Select one of the experiments from the table, and then create a Git branch that contains the experiment and all its associated files.

$ dvc exp branch exp-17dd9 "cnn-256"

Git branch 'cnn-256' has been created from experiment 'exp-17dd9'.
To switch to the new branch run:

        git checkout cnn-256
Copy the code

You can then switch branches git checkout and continue working from that branch, or merge the branch into your main branch (main) using the usual Git commands.

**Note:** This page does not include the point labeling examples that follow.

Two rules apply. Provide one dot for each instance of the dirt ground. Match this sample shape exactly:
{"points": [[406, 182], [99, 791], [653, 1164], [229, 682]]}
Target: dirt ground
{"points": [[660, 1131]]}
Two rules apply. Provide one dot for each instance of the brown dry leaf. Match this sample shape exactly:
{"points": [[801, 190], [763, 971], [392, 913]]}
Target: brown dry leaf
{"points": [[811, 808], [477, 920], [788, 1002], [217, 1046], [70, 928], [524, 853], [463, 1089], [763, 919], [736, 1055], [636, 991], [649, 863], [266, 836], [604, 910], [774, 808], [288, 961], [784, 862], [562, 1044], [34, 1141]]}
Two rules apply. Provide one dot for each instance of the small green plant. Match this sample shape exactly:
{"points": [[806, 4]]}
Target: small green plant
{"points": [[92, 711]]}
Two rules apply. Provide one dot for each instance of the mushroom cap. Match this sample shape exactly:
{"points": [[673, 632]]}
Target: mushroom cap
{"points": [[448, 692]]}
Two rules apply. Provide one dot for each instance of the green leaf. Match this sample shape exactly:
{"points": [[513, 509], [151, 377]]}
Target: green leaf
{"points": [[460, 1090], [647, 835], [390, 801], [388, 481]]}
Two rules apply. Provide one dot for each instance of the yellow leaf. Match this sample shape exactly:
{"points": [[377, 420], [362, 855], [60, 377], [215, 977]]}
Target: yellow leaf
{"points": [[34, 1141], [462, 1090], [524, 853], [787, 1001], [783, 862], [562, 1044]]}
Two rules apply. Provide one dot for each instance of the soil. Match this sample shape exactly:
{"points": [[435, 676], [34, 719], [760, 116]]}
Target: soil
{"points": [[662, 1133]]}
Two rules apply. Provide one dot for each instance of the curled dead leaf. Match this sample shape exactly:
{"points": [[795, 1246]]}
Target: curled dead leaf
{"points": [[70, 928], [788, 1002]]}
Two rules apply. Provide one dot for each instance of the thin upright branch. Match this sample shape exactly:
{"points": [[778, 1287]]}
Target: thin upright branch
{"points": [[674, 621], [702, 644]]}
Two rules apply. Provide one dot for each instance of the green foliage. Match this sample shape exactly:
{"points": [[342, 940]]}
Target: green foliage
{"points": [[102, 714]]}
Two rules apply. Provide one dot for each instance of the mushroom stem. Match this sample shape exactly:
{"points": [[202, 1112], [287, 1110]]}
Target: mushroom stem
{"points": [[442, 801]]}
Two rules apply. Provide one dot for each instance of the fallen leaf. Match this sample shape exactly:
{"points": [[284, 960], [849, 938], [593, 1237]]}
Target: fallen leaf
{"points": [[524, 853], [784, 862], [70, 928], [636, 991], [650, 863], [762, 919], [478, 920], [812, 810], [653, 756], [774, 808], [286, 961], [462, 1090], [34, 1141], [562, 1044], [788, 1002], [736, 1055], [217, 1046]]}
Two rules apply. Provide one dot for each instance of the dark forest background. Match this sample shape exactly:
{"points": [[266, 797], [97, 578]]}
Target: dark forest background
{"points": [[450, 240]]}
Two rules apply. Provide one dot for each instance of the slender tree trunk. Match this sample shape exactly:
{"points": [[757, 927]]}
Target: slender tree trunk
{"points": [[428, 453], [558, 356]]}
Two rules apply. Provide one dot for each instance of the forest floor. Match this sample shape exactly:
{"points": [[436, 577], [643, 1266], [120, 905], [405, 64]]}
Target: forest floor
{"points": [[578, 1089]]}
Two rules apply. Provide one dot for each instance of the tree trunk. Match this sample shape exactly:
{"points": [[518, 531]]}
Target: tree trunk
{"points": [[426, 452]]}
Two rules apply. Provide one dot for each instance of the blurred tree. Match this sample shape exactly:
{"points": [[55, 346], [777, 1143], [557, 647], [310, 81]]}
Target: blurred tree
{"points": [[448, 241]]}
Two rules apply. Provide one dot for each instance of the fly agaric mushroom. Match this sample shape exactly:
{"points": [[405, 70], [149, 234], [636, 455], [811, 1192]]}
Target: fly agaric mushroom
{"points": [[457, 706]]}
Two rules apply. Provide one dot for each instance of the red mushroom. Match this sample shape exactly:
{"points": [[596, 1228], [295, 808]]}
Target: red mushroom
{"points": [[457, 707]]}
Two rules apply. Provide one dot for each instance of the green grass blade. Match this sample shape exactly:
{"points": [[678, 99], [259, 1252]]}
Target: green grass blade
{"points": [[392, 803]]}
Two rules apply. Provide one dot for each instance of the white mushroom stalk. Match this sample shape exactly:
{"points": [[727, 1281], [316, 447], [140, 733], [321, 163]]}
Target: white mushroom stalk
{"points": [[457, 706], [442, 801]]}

Other operations of experiment management

DVC EXP has many other capabilities, such as cleaning up unused experiments, sharing them without committing to Git, or capturing differences between two experiments.

Refer to the experiment Management section of the user guide or the DVC exp command and its subcommands in the reference command description.